Policy

Philanthropy Needs to Step Up and Fund Democracy

Ascertaining how much foundation money supports civic engagement, voter registration and mobilization, and related community organizing activities is damn near impossible. The Foundation Center’s database offers glimpses of foundation trends […]

voter

Photo courtesy of MassVote

Ascertaining how much foundation money supports civic engagement, voter registration and mobilization, and related community organizing activities is damn near impossible. The Foundation Center’s database offers glimpses of foundation trends as classified by the Foundation Center staff and by the foundations that report their grantmaking data, but these glimpses suggest that not a lot of foundation capital is supporting the mission of strengthening democracy. As I explore in “Where’s the Money for Democracy?” in the latest issue of Shelterforce, there’s little question that foundations are doing much better in talking about rather than capitalizing civic engagement.

That should be heard as a clarion call for community developers to reengage in promoting grassroots community engagement in the electoral process, as the California Association of Nonprofits has done by encouraging nonprofit staff members, board members, and constituents to “vote with your mission.”

If community developers eschew partisan politics—as they must if they are 501(c)(3) public charities—

and focus on the content of their missions they can still organize around issues of the day that intersect directly with CDCs’ values and priorities.

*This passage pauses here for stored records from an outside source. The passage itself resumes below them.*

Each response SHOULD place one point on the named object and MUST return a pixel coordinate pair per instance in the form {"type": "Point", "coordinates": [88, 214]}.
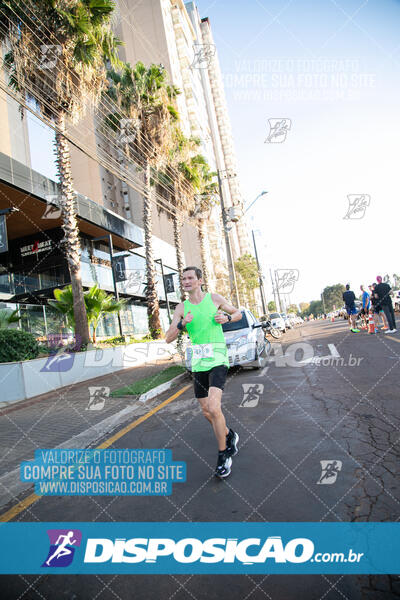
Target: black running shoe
{"type": "Point", "coordinates": [231, 443]}
{"type": "Point", "coordinates": [223, 468]}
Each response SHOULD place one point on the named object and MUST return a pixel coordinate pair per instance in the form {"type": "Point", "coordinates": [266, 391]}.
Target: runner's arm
{"type": "Point", "coordinates": [173, 330]}
{"type": "Point", "coordinates": [223, 304]}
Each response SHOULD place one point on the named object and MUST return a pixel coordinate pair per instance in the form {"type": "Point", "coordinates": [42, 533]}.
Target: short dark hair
{"type": "Point", "coordinates": [198, 272]}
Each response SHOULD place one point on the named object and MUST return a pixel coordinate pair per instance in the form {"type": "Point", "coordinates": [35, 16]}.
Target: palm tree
{"type": "Point", "coordinates": [198, 173]}
{"type": "Point", "coordinates": [56, 59]}
{"type": "Point", "coordinates": [142, 94]}
{"type": "Point", "coordinates": [8, 317]}
{"type": "Point", "coordinates": [97, 302]}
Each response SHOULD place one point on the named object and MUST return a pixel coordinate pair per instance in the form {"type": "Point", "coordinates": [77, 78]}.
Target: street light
{"type": "Point", "coordinates": [225, 220]}
{"type": "Point", "coordinates": [260, 276]}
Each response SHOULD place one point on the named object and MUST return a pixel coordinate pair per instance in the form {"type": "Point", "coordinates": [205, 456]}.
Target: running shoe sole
{"type": "Point", "coordinates": [234, 445]}
{"type": "Point", "coordinates": [227, 473]}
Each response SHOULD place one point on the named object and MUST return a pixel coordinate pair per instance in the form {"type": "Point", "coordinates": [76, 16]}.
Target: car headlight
{"type": "Point", "coordinates": [239, 341]}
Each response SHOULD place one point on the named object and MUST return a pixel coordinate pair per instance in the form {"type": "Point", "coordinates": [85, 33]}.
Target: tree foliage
{"type": "Point", "coordinates": [333, 295]}
{"type": "Point", "coordinates": [292, 309]}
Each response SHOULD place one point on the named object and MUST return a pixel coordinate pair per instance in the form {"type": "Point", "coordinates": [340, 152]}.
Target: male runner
{"type": "Point", "coordinates": [348, 298]}
{"type": "Point", "coordinates": [203, 315]}
{"type": "Point", "coordinates": [382, 292]}
{"type": "Point", "coordinates": [365, 299]}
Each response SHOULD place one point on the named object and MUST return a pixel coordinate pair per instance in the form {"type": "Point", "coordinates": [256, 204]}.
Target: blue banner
{"type": "Point", "coordinates": [214, 548]}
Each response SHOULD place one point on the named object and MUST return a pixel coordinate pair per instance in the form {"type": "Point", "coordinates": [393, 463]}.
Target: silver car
{"type": "Point", "coordinates": [245, 341]}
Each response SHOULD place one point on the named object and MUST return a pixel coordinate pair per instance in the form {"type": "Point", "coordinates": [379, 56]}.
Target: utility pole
{"type": "Point", "coordinates": [111, 252]}
{"type": "Point", "coordinates": [273, 289]}
{"type": "Point", "coordinates": [165, 288]}
{"type": "Point", "coordinates": [231, 267]}
{"type": "Point", "coordinates": [277, 291]}
{"type": "Point", "coordinates": [259, 274]}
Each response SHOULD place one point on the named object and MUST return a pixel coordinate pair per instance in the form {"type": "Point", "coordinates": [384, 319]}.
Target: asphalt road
{"type": "Point", "coordinates": [327, 395]}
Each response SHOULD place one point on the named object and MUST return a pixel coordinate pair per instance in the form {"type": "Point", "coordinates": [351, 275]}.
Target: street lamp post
{"type": "Point", "coordinates": [260, 276]}
{"type": "Point", "coordinates": [260, 279]}
{"type": "Point", "coordinates": [231, 268]}
{"type": "Point", "coordinates": [323, 301]}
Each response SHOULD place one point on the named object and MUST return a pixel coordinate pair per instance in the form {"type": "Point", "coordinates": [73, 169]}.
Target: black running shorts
{"type": "Point", "coordinates": [203, 380]}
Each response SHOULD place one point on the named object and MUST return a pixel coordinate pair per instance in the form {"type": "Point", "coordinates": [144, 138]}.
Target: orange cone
{"type": "Point", "coordinates": [371, 322]}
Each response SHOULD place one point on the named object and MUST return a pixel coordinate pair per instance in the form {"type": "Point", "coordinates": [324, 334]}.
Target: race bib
{"type": "Point", "coordinates": [202, 351]}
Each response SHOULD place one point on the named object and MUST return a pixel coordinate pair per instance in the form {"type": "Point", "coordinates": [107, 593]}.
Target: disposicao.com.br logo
{"type": "Point", "coordinates": [247, 551]}
{"type": "Point", "coordinates": [199, 548]}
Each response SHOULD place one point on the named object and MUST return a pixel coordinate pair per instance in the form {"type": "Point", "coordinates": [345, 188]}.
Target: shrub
{"type": "Point", "coordinates": [17, 345]}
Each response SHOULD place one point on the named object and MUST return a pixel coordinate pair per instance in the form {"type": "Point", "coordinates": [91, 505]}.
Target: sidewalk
{"type": "Point", "coordinates": [49, 420]}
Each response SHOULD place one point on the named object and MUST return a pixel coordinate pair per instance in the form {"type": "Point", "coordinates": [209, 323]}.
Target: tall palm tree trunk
{"type": "Point", "coordinates": [153, 306]}
{"type": "Point", "coordinates": [177, 225]}
{"type": "Point", "coordinates": [71, 239]}
{"type": "Point", "coordinates": [202, 241]}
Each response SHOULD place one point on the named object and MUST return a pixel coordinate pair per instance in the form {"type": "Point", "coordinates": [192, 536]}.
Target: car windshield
{"type": "Point", "coordinates": [236, 325]}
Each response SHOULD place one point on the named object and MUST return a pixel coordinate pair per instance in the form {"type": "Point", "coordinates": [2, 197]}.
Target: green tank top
{"type": "Point", "coordinates": [208, 342]}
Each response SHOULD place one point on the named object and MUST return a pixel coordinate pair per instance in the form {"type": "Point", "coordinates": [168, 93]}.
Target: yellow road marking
{"type": "Point", "coordinates": [31, 499]}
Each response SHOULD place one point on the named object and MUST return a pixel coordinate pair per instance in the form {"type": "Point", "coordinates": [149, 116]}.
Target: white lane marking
{"type": "Point", "coordinates": [314, 360]}
{"type": "Point", "coordinates": [333, 351]}
{"type": "Point", "coordinates": [263, 371]}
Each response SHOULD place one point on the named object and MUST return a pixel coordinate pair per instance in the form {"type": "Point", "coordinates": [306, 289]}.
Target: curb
{"type": "Point", "coordinates": [159, 389]}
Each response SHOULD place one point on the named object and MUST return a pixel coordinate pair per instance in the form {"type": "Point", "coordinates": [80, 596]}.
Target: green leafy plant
{"type": "Point", "coordinates": [97, 302]}
{"type": "Point", "coordinates": [17, 345]}
{"type": "Point", "coordinates": [8, 317]}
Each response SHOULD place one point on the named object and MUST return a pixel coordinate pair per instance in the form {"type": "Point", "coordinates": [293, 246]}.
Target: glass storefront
{"type": "Point", "coordinates": [38, 266]}
{"type": "Point", "coordinates": [43, 320]}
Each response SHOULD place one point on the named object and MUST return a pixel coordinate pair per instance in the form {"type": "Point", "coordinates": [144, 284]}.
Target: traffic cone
{"type": "Point", "coordinates": [371, 323]}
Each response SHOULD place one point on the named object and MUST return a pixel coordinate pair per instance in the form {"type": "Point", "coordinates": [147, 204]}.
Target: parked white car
{"type": "Point", "coordinates": [396, 300]}
{"type": "Point", "coordinates": [245, 340]}
{"type": "Point", "coordinates": [277, 321]}
{"type": "Point", "coordinates": [288, 321]}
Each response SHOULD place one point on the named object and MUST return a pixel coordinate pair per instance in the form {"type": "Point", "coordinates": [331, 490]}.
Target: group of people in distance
{"type": "Point", "coordinates": [378, 299]}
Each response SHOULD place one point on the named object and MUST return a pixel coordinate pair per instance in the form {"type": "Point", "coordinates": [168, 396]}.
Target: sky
{"type": "Point", "coordinates": [331, 69]}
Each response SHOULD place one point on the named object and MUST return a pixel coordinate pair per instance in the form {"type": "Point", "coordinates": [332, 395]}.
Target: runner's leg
{"type": "Point", "coordinates": [211, 407]}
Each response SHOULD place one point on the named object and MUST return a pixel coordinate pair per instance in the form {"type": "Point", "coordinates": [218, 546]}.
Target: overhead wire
{"type": "Point", "coordinates": [151, 148]}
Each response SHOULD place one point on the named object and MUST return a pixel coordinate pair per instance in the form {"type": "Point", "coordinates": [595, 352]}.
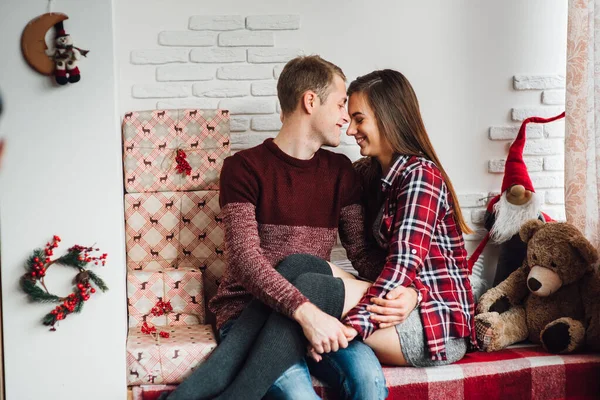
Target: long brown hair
{"type": "Point", "coordinates": [395, 105]}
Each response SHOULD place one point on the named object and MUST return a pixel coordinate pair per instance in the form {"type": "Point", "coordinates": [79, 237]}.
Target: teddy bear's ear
{"type": "Point", "coordinates": [585, 249]}
{"type": "Point", "coordinates": [529, 228]}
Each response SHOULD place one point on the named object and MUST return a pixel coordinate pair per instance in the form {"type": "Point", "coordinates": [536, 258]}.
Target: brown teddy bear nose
{"type": "Point", "coordinates": [534, 284]}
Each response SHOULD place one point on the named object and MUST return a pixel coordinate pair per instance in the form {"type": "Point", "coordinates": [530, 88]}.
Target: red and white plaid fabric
{"type": "Point", "coordinates": [167, 360]}
{"type": "Point", "coordinates": [425, 248]}
{"type": "Point", "coordinates": [151, 140]}
{"type": "Point", "coordinates": [523, 372]}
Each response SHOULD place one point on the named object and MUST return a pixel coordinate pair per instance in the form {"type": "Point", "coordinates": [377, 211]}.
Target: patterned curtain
{"type": "Point", "coordinates": [582, 141]}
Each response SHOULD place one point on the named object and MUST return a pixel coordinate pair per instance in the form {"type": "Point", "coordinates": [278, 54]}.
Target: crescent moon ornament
{"type": "Point", "coordinates": [33, 42]}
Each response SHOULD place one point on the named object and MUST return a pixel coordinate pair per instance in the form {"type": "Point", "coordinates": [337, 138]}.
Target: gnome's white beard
{"type": "Point", "coordinates": [510, 217]}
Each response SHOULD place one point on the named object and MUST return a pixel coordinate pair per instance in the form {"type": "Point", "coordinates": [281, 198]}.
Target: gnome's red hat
{"type": "Point", "coordinates": [515, 173]}
{"type": "Point", "coordinates": [515, 170]}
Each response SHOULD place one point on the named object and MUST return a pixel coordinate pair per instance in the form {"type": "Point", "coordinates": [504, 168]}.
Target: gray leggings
{"type": "Point", "coordinates": [414, 348]}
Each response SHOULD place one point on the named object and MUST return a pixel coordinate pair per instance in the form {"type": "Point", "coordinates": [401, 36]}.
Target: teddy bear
{"type": "Point", "coordinates": [553, 299]}
{"type": "Point", "coordinates": [517, 203]}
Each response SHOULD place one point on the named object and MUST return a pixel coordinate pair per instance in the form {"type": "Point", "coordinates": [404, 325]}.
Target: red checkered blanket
{"type": "Point", "coordinates": [519, 372]}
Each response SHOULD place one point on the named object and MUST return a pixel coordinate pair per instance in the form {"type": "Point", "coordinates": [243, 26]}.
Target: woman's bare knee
{"type": "Point", "coordinates": [355, 290]}
{"type": "Point", "coordinates": [340, 273]}
{"type": "Point", "coordinates": [386, 345]}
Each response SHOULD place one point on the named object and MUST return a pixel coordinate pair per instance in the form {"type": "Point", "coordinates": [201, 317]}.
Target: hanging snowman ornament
{"type": "Point", "coordinates": [66, 57]}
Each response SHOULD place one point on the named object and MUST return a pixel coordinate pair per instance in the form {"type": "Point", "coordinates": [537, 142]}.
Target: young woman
{"type": "Point", "coordinates": [414, 230]}
{"type": "Point", "coordinates": [412, 215]}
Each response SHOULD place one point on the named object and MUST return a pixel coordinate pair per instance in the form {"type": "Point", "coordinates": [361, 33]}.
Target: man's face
{"type": "Point", "coordinates": [331, 116]}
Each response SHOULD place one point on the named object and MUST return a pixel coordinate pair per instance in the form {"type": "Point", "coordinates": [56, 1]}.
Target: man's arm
{"type": "Point", "coordinates": [239, 193]}
{"type": "Point", "coordinates": [352, 228]}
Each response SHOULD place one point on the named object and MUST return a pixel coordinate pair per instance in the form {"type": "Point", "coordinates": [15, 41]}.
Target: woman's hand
{"type": "Point", "coordinates": [394, 308]}
{"type": "Point", "coordinates": [312, 353]}
{"type": "Point", "coordinates": [324, 332]}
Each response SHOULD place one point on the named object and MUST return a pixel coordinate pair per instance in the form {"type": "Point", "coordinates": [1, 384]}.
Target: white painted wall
{"type": "Point", "coordinates": [62, 175]}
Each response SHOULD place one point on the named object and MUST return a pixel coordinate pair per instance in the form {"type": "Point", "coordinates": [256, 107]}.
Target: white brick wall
{"type": "Point", "coordinates": [184, 73]}
{"type": "Point", "coordinates": [216, 22]}
{"type": "Point", "coordinates": [187, 38]}
{"type": "Point", "coordinates": [274, 22]}
{"type": "Point", "coordinates": [553, 97]}
{"type": "Point", "coordinates": [521, 113]}
{"type": "Point", "coordinates": [272, 55]}
{"type": "Point", "coordinates": [218, 55]}
{"type": "Point", "coordinates": [524, 82]}
{"type": "Point", "coordinates": [244, 72]}
{"type": "Point", "coordinates": [221, 89]}
{"type": "Point", "coordinates": [534, 131]}
{"type": "Point", "coordinates": [226, 61]}
{"type": "Point", "coordinates": [246, 38]}
{"type": "Point", "coordinates": [159, 56]}
{"type": "Point", "coordinates": [270, 123]}
{"type": "Point", "coordinates": [236, 63]}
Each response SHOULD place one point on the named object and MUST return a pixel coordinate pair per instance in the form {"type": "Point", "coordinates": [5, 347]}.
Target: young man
{"type": "Point", "coordinates": [288, 196]}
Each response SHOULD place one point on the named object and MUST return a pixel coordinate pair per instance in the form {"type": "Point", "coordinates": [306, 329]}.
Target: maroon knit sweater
{"type": "Point", "coordinates": [274, 205]}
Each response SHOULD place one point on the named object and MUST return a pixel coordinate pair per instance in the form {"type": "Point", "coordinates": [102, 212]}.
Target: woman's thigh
{"type": "Point", "coordinates": [340, 273]}
{"type": "Point", "coordinates": [384, 342]}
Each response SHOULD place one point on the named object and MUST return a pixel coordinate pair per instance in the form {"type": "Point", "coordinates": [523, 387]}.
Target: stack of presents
{"type": "Point", "coordinates": [175, 257]}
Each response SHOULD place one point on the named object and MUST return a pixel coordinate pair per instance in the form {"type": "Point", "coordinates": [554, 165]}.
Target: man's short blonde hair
{"type": "Point", "coordinates": [302, 74]}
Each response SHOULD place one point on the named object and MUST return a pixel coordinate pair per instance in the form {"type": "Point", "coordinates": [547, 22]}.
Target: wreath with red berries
{"type": "Point", "coordinates": [78, 257]}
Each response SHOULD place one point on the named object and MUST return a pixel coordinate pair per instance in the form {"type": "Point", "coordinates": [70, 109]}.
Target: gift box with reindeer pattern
{"type": "Point", "coordinates": [175, 230]}
{"type": "Point", "coordinates": [152, 359]}
{"type": "Point", "coordinates": [151, 140]}
{"type": "Point", "coordinates": [182, 288]}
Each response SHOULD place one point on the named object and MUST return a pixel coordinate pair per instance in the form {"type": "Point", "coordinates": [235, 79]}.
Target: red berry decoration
{"type": "Point", "coordinates": [183, 166]}
{"type": "Point", "coordinates": [77, 257]}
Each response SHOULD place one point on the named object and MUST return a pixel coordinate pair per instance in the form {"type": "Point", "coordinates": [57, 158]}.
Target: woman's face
{"type": "Point", "coordinates": [363, 127]}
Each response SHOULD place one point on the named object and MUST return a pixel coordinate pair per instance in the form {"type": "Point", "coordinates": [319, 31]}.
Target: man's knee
{"type": "Point", "coordinates": [294, 384]}
{"type": "Point", "coordinates": [296, 264]}
{"type": "Point", "coordinates": [368, 382]}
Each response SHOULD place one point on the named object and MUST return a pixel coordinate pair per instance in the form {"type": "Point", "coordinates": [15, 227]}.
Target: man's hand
{"type": "Point", "coordinates": [324, 332]}
{"type": "Point", "coordinates": [394, 308]}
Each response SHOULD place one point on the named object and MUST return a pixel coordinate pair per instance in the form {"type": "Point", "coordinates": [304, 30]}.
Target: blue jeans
{"type": "Point", "coordinates": [354, 373]}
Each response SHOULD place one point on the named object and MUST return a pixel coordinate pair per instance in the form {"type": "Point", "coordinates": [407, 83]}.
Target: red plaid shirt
{"type": "Point", "coordinates": [425, 248]}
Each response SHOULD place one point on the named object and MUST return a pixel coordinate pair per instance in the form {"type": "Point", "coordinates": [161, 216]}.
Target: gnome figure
{"type": "Point", "coordinates": [65, 56]}
{"type": "Point", "coordinates": [516, 204]}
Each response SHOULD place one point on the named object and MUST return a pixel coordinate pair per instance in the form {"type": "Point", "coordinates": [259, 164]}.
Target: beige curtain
{"type": "Point", "coordinates": [582, 141]}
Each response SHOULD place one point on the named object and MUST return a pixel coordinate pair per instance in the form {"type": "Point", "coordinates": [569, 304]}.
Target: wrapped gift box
{"type": "Point", "coordinates": [151, 140]}
{"type": "Point", "coordinates": [174, 230]}
{"type": "Point", "coordinates": [183, 288]}
{"type": "Point", "coordinates": [157, 360]}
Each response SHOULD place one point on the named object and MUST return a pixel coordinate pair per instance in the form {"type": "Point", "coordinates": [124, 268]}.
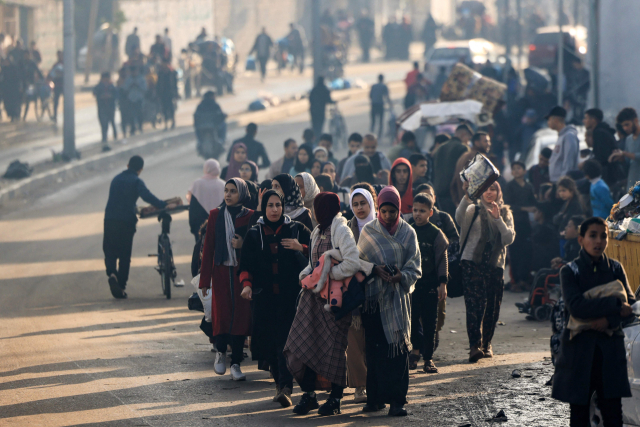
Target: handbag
{"type": "Point", "coordinates": [455, 287]}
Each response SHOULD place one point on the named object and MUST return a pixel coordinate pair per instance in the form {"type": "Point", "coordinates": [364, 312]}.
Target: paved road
{"type": "Point", "coordinates": [72, 355]}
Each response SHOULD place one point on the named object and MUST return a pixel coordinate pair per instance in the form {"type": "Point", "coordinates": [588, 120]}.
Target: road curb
{"type": "Point", "coordinates": [75, 169]}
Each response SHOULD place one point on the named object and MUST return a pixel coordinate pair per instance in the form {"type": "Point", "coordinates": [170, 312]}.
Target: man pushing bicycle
{"type": "Point", "coordinates": [120, 223]}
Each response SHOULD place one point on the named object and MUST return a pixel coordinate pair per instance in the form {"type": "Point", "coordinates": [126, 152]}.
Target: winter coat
{"type": "Point", "coordinates": [342, 240]}
{"type": "Point", "coordinates": [573, 365]}
{"type": "Point", "coordinates": [274, 293]}
{"type": "Point", "coordinates": [230, 314]}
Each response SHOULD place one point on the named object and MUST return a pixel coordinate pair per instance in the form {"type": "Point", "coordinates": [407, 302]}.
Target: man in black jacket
{"type": "Point", "coordinates": [604, 142]}
{"type": "Point", "coordinates": [120, 223]}
{"type": "Point", "coordinates": [255, 149]}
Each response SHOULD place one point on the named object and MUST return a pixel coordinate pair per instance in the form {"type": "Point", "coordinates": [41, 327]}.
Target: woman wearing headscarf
{"type": "Point", "coordinates": [249, 171]}
{"type": "Point", "coordinates": [308, 188]}
{"type": "Point", "coordinates": [363, 205]}
{"type": "Point", "coordinates": [317, 342]}
{"type": "Point", "coordinates": [293, 204]}
{"type": "Point", "coordinates": [269, 270]}
{"type": "Point", "coordinates": [238, 157]}
{"type": "Point", "coordinates": [392, 246]}
{"type": "Point", "coordinates": [364, 173]}
{"type": "Point", "coordinates": [401, 177]}
{"type": "Point", "coordinates": [205, 194]}
{"type": "Point", "coordinates": [230, 314]}
{"type": "Point", "coordinates": [487, 228]}
{"type": "Point", "coordinates": [303, 160]}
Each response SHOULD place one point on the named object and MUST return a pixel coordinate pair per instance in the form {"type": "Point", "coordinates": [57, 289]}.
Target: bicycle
{"type": "Point", "coordinates": [337, 126]}
{"type": "Point", "coordinates": [166, 267]}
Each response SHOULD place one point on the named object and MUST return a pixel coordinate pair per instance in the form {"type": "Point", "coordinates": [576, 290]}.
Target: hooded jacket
{"type": "Point", "coordinates": [406, 199]}
{"type": "Point", "coordinates": [564, 158]}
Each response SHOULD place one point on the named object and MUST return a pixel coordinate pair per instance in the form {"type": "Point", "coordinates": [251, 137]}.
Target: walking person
{"type": "Point", "coordinates": [167, 89]}
{"type": "Point", "coordinates": [269, 270]}
{"type": "Point", "coordinates": [120, 223]}
{"type": "Point", "coordinates": [594, 359]}
{"type": "Point", "coordinates": [206, 194]}
{"type": "Point", "coordinates": [106, 96]}
{"type": "Point", "coordinates": [317, 342]}
{"type": "Point", "coordinates": [431, 288]}
{"type": "Point", "coordinates": [56, 76]}
{"type": "Point", "coordinates": [135, 87]}
{"type": "Point", "coordinates": [378, 95]}
{"type": "Point", "coordinates": [293, 203]}
{"type": "Point", "coordinates": [262, 47]}
{"type": "Point", "coordinates": [319, 97]}
{"type": "Point", "coordinates": [230, 314]}
{"type": "Point", "coordinates": [391, 245]}
{"type": "Point", "coordinates": [363, 204]}
{"type": "Point", "coordinates": [487, 229]}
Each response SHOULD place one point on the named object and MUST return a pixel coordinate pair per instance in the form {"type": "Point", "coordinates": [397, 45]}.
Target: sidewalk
{"type": "Point", "coordinates": [34, 142]}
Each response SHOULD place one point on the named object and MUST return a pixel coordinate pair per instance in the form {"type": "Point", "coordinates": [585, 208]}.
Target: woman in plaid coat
{"type": "Point", "coordinates": [317, 342]}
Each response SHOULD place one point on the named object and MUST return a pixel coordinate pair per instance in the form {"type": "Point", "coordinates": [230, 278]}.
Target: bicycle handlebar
{"type": "Point", "coordinates": [161, 211]}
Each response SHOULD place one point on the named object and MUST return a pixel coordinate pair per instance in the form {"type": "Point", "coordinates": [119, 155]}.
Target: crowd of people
{"type": "Point", "coordinates": [339, 270]}
{"type": "Point", "coordinates": [23, 83]}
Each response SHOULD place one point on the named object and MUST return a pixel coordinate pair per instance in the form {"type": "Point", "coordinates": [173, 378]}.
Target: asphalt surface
{"type": "Point", "coordinates": [72, 355]}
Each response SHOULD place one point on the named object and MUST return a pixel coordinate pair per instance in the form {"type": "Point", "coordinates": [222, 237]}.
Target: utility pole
{"type": "Point", "coordinates": [88, 64]}
{"type": "Point", "coordinates": [520, 41]}
{"type": "Point", "coordinates": [69, 135]}
{"type": "Point", "coordinates": [317, 40]}
{"type": "Point", "coordinates": [594, 51]}
{"type": "Point", "coordinates": [560, 79]}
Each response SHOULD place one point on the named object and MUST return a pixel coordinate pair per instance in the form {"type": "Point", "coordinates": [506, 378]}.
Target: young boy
{"type": "Point", "coordinates": [420, 167]}
{"type": "Point", "coordinates": [520, 196]}
{"type": "Point", "coordinates": [571, 252]}
{"type": "Point", "coordinates": [444, 222]}
{"type": "Point", "coordinates": [594, 360]}
{"type": "Point", "coordinates": [600, 195]}
{"type": "Point", "coordinates": [432, 286]}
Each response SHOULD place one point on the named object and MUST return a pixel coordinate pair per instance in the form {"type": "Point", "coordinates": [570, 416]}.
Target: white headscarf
{"type": "Point", "coordinates": [311, 189]}
{"type": "Point", "coordinates": [209, 190]}
{"type": "Point", "coordinates": [372, 212]}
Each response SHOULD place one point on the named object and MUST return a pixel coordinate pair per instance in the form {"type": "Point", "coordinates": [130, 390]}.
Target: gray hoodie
{"type": "Point", "coordinates": [564, 158]}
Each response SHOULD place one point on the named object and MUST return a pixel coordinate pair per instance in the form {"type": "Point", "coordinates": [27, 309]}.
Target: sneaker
{"type": "Point", "coordinates": [306, 404]}
{"type": "Point", "coordinates": [397, 410]}
{"type": "Point", "coordinates": [236, 373]}
{"type": "Point", "coordinates": [220, 366]}
{"type": "Point", "coordinates": [373, 408]}
{"type": "Point", "coordinates": [115, 288]}
{"type": "Point", "coordinates": [488, 351]}
{"type": "Point", "coordinates": [284, 398]}
{"type": "Point", "coordinates": [360, 396]}
{"type": "Point", "coordinates": [330, 407]}
{"type": "Point", "coordinates": [475, 354]}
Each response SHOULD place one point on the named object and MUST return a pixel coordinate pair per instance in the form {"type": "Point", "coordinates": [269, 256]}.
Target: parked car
{"type": "Point", "coordinates": [448, 53]}
{"type": "Point", "coordinates": [543, 51]}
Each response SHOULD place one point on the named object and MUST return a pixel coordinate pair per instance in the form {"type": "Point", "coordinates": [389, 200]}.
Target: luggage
{"type": "Point", "coordinates": [251, 63]}
{"type": "Point", "coordinates": [464, 83]}
{"type": "Point", "coordinates": [480, 173]}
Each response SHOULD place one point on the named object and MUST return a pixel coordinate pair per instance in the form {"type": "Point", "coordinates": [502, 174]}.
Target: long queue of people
{"type": "Point", "coordinates": [336, 295]}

In the three presidential debates and one vice presidential debate that just concluded, for example, while debating the still-lousy economy, the candidates never mentioned the foreclosure crisis past, present, and still developing. They never mentioned housing in general. They blew past poverty as a statistic (cited by Mitt Romney of all people!) but never discussed what this nation might do to address poverty beyond what might spill over from the candidates’ middle class emphasis. One of the presidential candidates evinced little concrete awareness of the vital importance of Dodd-Frank, the other offered relatively tepid verbal support for the financial sector regulation his own administration approved.  Sustainability-oriented community developers must have been floored to witness four debates of the candidates’ calling for massively increased carbon-based fuel production, notably something they called “clean coal,” without uttering a syllable about global warming and climate change.

 Think it’s time for the community development sector to gear up on civic engagement, voter registration, and voter education programming?  By now, it’s hard to imagine that anyone doesn’t know about the efforts of certain elements in the political system to intimidate people from showing up at the polls.  Look for the billboards going up in minority neighborhoods proclaiming the crime of voter fraud a felony, when the proponents of voter ID laws know that voter impersonation is virtually nonexistent.  Or consider the efforts of the Tea Party-created organization, True the Vote, which plans to put 1 million people into the polls to watch for potential “voter fraud,” hard to ignore as anything other than a massive effort of voter intimidation aimed at racial and ethnic minorities.

And yet, on the front lines of civic engagement, voter registration, and voter education, it’s the usual (foundation) suspects supporting largely the usual (nonprofit) suspects, hardly matching up with the resources of people committed to reducing the voter turnout in the neighborhoods typically served by this nation’s nonprofit community developers. The nonprofit sector’s core democracy-building functions seem like they are exactly in the wheelhouse of the community development sector, with its roots in settlement houses, the civil rights movement, tenant organizations, faith-based activists, and the anti-poverty organizations of the War on Poverty. It’s time for a big time change in the foundation sector’s willingness to fund them.